My understanding was that tech (and I consider Tesla tech even if it's inherently auto) companies were getting away from the stack rank evaluations (save a few). So I'm a bit surprised Tesla is going in that direction.
High demand workers have more opportunities and those that can (the good ones) will find a diff job that does not play this kind of churn game. So I'd thought.
There is no stack ranking involved (as far as I know, at least in SW). That's why when an engineer is evaluated as under-performing this is really about their own (manager-perceived) performance vs the expectation, and there is no question about whether they'd be in an exceptional team. Now instead of a formal PIP that we know won't get anywhere, HR isn't shy about letting go dead-weight. My impression is that the default approach from HR when a manager rate someone as under-performing is that we should let them go, unless the manager wants to setup some sort of PIP.
Occasional underperformance is normal variance as is overperformance. If you can't handle these cases you don't belong in management, and if you fire everyone for underperforming once (your suggestion) you will soon have no workers, and you will cause everyone remaining to underperform.
I think you missed the essence of my comment which was "there is no stack ranking and being evaluated as underperforming is then not a result of stack ranking".

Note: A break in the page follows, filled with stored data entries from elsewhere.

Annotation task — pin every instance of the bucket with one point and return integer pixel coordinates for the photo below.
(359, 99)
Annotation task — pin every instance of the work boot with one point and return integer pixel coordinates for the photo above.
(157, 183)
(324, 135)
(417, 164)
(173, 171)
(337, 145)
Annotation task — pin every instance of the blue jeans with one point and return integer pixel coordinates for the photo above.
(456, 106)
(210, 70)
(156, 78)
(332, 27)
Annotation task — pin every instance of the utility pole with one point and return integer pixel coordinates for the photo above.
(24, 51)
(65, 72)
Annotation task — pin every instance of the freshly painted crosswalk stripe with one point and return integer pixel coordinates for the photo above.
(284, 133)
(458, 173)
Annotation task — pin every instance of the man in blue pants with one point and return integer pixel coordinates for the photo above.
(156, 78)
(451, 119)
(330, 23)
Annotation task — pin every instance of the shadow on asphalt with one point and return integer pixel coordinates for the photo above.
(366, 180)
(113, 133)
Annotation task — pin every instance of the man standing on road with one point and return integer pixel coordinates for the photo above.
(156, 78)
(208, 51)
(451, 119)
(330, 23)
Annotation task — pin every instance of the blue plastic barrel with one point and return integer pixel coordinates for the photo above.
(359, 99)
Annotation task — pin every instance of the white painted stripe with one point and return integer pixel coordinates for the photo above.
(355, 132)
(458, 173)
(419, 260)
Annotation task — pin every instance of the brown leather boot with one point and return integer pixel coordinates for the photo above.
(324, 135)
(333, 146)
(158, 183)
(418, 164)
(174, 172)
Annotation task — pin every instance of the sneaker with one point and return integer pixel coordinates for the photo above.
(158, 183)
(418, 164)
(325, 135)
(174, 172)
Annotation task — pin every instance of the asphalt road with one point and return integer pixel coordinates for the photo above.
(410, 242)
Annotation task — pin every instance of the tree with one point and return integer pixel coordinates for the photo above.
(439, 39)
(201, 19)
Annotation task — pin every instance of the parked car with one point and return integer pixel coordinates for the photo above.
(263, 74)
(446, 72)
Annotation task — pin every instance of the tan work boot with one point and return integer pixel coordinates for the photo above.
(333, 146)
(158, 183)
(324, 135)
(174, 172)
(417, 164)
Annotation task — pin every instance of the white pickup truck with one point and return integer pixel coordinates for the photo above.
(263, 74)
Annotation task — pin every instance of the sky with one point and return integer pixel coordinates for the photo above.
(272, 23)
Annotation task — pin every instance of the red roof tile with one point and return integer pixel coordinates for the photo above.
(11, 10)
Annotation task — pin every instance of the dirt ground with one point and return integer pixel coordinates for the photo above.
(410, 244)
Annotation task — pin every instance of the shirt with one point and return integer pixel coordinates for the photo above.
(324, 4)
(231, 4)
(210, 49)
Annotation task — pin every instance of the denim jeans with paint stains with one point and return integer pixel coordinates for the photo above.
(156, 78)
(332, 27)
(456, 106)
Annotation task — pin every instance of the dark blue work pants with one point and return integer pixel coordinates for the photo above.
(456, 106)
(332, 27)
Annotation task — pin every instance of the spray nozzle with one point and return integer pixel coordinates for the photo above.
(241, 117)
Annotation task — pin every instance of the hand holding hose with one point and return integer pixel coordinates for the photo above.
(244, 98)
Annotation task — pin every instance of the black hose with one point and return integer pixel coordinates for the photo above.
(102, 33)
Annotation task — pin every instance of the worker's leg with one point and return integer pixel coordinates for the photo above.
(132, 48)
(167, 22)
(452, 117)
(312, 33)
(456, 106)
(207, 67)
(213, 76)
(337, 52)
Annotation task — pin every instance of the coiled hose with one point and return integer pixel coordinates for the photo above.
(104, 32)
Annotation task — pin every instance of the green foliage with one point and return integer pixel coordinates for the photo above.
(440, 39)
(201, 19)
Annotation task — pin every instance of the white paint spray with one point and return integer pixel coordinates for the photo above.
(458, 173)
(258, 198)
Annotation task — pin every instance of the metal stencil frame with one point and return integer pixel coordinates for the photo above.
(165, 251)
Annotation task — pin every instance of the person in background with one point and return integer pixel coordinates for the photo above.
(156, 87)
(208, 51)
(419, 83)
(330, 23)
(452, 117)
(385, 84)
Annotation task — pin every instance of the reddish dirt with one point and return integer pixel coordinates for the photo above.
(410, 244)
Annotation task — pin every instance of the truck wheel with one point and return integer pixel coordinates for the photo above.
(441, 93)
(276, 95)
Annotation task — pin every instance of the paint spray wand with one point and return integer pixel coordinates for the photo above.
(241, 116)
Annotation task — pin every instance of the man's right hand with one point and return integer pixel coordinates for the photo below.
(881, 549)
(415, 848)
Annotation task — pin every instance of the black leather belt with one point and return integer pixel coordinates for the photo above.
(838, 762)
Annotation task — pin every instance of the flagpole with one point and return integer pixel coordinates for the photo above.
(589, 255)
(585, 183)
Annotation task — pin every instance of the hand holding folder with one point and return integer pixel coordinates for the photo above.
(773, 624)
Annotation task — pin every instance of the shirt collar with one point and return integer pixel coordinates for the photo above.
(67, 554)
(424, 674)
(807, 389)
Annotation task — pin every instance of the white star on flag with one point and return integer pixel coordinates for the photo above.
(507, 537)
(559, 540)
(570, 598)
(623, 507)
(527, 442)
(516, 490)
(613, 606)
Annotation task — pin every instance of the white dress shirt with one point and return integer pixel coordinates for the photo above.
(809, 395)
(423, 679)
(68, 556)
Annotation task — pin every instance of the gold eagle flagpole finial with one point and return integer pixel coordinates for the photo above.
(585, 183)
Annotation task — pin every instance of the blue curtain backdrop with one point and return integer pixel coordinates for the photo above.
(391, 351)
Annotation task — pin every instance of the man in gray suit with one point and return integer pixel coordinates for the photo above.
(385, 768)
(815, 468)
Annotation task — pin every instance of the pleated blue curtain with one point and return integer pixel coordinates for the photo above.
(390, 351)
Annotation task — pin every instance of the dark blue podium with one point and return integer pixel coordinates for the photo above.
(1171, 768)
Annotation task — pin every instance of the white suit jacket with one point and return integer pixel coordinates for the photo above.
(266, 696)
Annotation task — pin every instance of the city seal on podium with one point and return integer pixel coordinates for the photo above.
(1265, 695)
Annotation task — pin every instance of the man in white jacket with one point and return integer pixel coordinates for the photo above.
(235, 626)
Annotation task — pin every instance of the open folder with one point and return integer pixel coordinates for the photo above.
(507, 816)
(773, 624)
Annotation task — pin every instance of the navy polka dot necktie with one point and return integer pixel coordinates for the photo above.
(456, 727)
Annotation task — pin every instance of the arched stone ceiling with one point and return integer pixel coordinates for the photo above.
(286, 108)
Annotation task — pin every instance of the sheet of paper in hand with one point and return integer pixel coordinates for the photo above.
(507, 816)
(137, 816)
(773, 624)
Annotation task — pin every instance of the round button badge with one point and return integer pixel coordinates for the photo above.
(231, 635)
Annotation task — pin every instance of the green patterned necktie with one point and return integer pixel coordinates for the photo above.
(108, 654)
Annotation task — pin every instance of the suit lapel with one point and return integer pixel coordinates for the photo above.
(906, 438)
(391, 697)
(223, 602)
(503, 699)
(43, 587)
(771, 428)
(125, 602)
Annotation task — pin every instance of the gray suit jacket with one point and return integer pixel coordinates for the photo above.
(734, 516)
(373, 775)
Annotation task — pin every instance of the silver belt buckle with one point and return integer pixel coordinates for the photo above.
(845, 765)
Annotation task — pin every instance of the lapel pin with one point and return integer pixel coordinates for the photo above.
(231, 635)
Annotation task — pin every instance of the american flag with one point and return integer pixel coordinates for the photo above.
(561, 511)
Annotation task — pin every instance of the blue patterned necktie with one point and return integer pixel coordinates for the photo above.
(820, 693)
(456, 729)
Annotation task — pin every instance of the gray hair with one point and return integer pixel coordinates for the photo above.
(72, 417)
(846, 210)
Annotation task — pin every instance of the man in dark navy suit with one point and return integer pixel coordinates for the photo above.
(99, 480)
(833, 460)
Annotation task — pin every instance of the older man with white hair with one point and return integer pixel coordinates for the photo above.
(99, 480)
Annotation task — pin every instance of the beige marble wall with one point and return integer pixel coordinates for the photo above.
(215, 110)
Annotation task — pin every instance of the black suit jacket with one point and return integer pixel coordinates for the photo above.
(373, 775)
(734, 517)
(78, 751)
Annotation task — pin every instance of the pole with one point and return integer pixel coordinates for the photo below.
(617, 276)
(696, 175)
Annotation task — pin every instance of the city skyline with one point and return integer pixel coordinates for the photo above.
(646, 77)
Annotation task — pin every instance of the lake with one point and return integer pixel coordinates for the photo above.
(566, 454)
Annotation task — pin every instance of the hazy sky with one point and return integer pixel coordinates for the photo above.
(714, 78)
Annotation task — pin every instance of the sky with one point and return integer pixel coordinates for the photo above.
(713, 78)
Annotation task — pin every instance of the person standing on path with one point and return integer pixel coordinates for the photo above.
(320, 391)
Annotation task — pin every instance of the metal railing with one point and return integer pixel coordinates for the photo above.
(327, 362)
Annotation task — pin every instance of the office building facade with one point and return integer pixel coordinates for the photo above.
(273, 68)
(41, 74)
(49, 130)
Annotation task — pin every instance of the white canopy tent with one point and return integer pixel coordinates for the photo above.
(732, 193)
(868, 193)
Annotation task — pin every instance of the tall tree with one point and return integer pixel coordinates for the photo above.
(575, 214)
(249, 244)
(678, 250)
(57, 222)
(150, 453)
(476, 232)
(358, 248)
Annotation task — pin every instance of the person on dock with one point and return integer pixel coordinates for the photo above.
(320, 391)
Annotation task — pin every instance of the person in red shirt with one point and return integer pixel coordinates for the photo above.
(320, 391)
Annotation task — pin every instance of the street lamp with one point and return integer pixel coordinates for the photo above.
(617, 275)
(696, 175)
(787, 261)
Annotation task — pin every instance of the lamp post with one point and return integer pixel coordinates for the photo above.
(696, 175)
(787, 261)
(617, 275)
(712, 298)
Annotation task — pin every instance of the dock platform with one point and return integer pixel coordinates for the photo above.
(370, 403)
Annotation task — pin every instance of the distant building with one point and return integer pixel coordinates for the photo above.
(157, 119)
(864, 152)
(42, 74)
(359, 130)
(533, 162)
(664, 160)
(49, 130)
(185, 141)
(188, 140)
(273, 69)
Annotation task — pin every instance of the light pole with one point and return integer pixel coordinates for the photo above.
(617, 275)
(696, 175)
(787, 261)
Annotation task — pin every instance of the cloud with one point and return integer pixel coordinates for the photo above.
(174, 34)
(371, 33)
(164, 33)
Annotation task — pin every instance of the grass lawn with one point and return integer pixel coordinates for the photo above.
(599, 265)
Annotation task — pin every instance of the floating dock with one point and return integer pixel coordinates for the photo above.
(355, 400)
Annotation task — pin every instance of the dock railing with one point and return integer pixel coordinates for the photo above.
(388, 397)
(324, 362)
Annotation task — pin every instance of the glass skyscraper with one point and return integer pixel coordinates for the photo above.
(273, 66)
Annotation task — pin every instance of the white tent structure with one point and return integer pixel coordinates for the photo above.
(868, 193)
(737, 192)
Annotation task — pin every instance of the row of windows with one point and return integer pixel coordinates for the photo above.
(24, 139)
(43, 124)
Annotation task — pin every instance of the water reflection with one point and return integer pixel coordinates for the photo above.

I'm not sure what you mean by `occasional underperformance`? I'm talking about a yearly performance evaluation, in my opinion an overall underperforming for a year is not "occasional", it shows something systemic. The truth is that sometimes we make bad hiring decision (in my group it has been 2-3%). We try to work with them for a few months, set goals, but ultimately you can't always recover everyone.
You haven't defined what you mean by "single occurrence"? To me being low one month, or during a two months project can be a single occurrence, but that wouldn't lead to a "bad perf review" (at least not in my team). Being clearly underperforming for a complete year without changes after setting up intermediate goals for improvements is not a "single occurrence".
When a Sr. Staff which is less productive than other junior engineers, and requires the same level of guidance, something isn't right.
High demand workers have more opportunities and those that can (the good ones) will find a diff job that does not play this kind of churn game. So I'd thought.